QUESTION #3 Does our data storage architecture meet our compliance requirements?
As a CIO, you already know how important it is to make sure your systems are compliant with industry requirements. Overseeing compliance efforts, specifically those involving information systems and the handling of data, is a big part of your job.
GDPR: Requirements vary by industry. But some, such as GDPR, apply to every organization that collects personal data about consumers. And not every organization is fully prepared for it yet. GDPR, known as The General Data Protection Regulation, was adopted in Europe in 2016.
The regulation poses strict specifications on how the personal information of European Union (EU) citizens is to be handled and protected. It applies to any organization that collects data from EU citizens, and organizations that violate the policy can be fined. Fines can be high. For example, Google was found to be out of compliance with GDPR and fined $57 million.

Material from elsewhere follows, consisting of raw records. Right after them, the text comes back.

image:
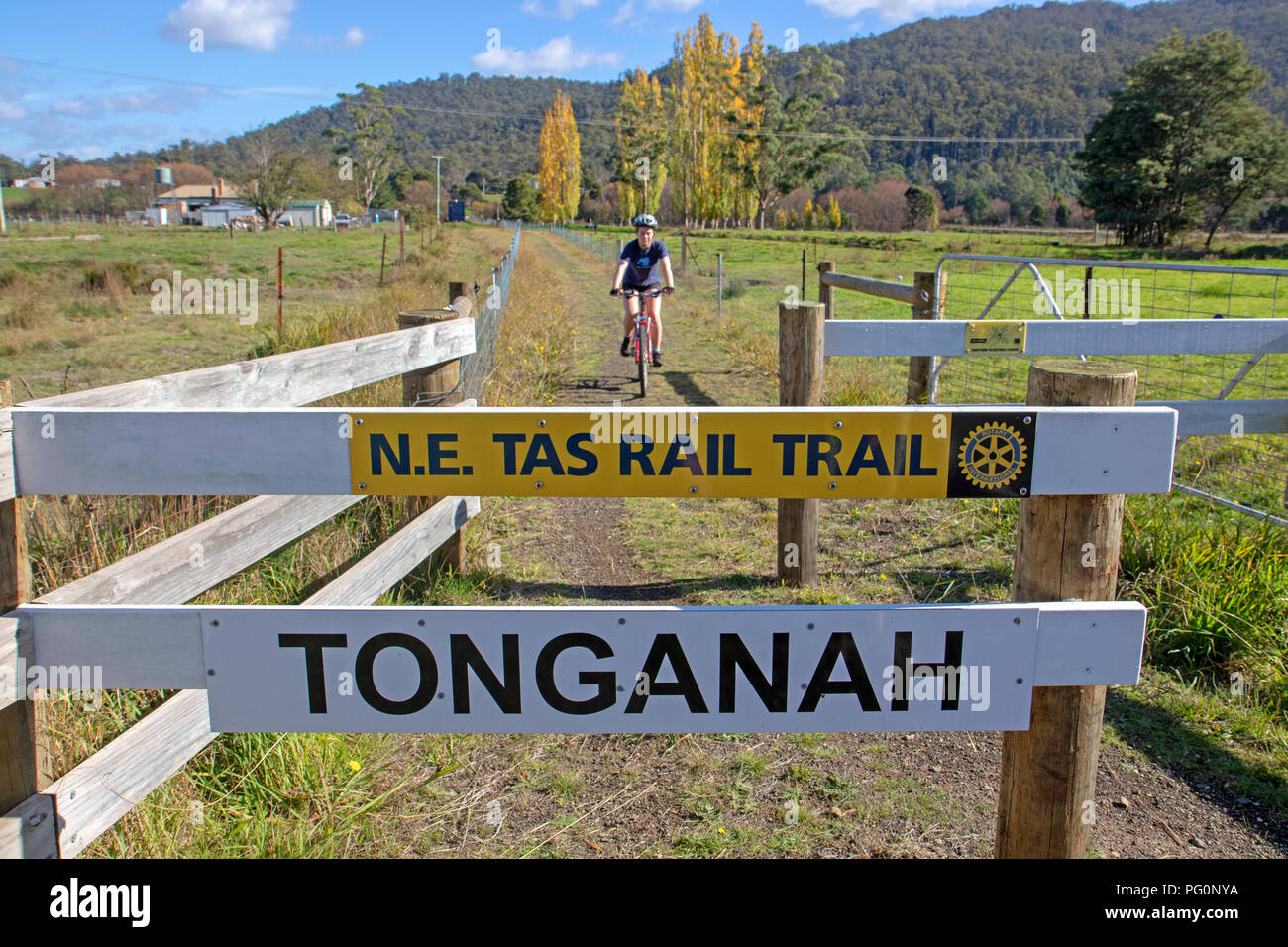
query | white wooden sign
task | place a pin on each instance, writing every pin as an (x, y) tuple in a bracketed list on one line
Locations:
[(601, 671), (1057, 337)]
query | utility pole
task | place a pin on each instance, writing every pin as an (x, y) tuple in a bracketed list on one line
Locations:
[(438, 191)]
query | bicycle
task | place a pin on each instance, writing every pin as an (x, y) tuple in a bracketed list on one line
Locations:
[(642, 343)]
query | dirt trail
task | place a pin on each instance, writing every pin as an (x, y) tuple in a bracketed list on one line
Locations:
[(590, 545), (881, 793)]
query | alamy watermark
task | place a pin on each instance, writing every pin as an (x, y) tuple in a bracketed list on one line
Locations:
[(81, 684), (210, 298), (1090, 298), (644, 427)]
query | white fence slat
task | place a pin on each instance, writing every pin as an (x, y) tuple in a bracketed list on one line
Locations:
[(303, 451), (95, 793), (1198, 418), (384, 567), (1076, 643), (1077, 455), (136, 453), (7, 479), (291, 377)]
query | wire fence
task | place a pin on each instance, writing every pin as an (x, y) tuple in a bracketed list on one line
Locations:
[(1245, 472), (591, 241), (477, 368)]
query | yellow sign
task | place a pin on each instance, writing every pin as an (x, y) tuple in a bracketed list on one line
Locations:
[(996, 335), (784, 453)]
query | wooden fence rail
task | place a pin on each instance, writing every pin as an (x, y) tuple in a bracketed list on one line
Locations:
[(64, 817)]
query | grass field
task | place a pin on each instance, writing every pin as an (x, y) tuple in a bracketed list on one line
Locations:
[(1216, 583)]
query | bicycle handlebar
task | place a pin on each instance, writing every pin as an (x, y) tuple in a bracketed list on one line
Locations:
[(648, 295)]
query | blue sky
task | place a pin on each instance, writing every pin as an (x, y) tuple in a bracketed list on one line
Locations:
[(90, 78)]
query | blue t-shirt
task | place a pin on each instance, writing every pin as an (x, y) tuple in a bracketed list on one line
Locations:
[(640, 265)]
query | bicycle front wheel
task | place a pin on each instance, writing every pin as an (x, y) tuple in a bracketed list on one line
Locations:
[(643, 348)]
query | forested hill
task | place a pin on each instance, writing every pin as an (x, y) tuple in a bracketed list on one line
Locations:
[(1010, 71), (1021, 71)]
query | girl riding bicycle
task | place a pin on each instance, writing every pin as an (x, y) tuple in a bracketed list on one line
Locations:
[(638, 269)]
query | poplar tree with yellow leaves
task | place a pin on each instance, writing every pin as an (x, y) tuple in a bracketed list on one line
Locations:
[(642, 140), (559, 174), (706, 80)]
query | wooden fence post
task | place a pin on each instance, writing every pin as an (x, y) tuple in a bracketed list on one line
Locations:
[(825, 294), (437, 386), (926, 305), (1067, 548), (20, 755), (800, 384)]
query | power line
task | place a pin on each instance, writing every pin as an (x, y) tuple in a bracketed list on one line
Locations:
[(758, 133), (533, 116), (154, 78)]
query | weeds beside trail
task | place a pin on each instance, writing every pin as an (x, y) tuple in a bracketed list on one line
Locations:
[(246, 795)]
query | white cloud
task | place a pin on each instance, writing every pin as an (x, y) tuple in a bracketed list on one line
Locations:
[(252, 24), (890, 9), (565, 9), (682, 5), (552, 58)]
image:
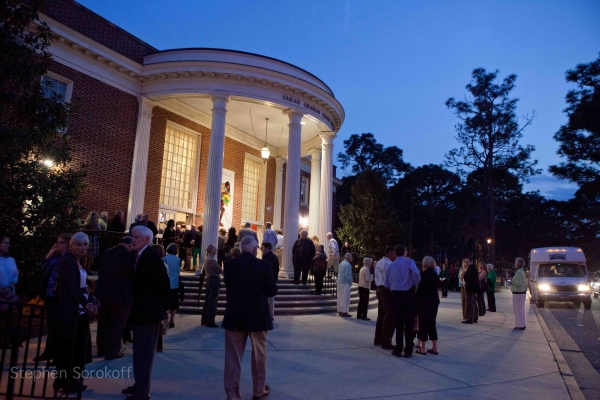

SEC Rule 17 a-4: SEC Rule 17a-4 is a regulation issued by the U.S. Securities and Exchange Commission that specifies (amongst other things) requirements for a WORM classification of the storage system. It lays out rigorous requirements for the storage software code, testing, and processes that ensure that data stored in WORM storage systems cannot be deleted even by privileged users for the specified retention period.
The easiest way to create a WORM environment to support compliance is simply to purchase a storage system that is certified WORM compliant. Once data is on these drives, it is impossible to modify, move, or delete the content unless you physically destroy the drive itself. You can also utilize a software solution that enables a strict compliance mode, which will simulate the hardware level features of a WORM drive.
Protecting your data is a complex process. As digitization continues to grow, and today’s boundaries are stretched through advanced technology and artificial intelligence, the task will continue to be challenging. A comprehensive security program is essential to ensure your organization is protected. And strong data storage security is a fundamental component of an effective program. But strong data storage security doesn’t just happen. It takes focus and due diligence to make sure your organization is deploying the right security features and protections to meet ever-changing regulations and the constant risk of data breaches.